Coordinated optical and radar studies of the aurora provide versatile datasets for studies of the physical mechanisms behind the phenomenon, and its effects in the ionosphere. Location at Svalbard provides a unique site, from which high latitude aurora (e.g. cusp and polar cap boundary) can be observed with optical instruments around the clock during the polar night.

The interests of the three contributing groups have had a close overlap in recent years, and our ESR observations have been carried out with varying degrees of coordination. The contacts between the groups have strengthened, and now we plan to coordinate efforts in a common campaign, with a joint application for radar time.
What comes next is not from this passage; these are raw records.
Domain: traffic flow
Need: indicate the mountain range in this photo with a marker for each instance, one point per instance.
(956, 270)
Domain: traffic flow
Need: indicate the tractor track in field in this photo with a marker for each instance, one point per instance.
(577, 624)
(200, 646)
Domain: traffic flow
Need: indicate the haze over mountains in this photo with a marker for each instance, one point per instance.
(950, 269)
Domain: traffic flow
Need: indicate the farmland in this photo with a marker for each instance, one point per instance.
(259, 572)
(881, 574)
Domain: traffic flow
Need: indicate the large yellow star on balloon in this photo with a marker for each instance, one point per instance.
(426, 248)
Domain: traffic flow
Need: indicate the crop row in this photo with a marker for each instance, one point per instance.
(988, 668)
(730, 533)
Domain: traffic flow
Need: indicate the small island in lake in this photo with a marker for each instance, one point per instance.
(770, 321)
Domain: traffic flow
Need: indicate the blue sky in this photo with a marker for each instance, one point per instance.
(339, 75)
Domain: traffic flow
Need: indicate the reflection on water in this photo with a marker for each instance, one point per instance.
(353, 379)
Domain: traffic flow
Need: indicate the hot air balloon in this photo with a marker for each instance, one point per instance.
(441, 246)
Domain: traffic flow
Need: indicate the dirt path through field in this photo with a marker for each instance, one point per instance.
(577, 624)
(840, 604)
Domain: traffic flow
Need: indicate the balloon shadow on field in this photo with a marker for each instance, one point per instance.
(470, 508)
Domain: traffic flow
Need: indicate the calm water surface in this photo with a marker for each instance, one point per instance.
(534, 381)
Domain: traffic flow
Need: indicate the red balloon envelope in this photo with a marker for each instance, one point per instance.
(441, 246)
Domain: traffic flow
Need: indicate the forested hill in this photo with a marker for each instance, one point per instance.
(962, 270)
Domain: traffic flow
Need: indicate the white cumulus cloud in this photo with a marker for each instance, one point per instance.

This winter new experimental equipment is being installed on Svalbard, widening the observational capabilities of the facilities already in place. One crucial addition to the ESR is a third antenna, providing the extension to the interferometric capabilities with a second baseline. On the optical side, a new multispectral imager will be installed, named ASK

(auroral structure and kinetics). The ASK project is a joint initiative of the University of

Southampton Solar-Terrestrial Physics group and Alfvén laboratory, KTH, and is funded by

PPARC in the UK and Swedish Science Council in Sweden. The instrument will take images of aurora in three different spectral lines, with a field of view of 3 degrees in the magnetic zenith. The existing Spectrographic Imaging Facility (SIF), run by the University of

Southampton and UCL, is being upgraded with a new detector on the imaging spectrograph, and new photometer channels. The Odin imager of the University of Tromsø will also be running at the ESR site.

Science Case

The objectives of our studies fall into two major interrelated categories: understanding the mechanisms behind small scale structuring of the aurora, and understanding the ionospheric effects of various kinds of aurora (including that caused by proton precipitation).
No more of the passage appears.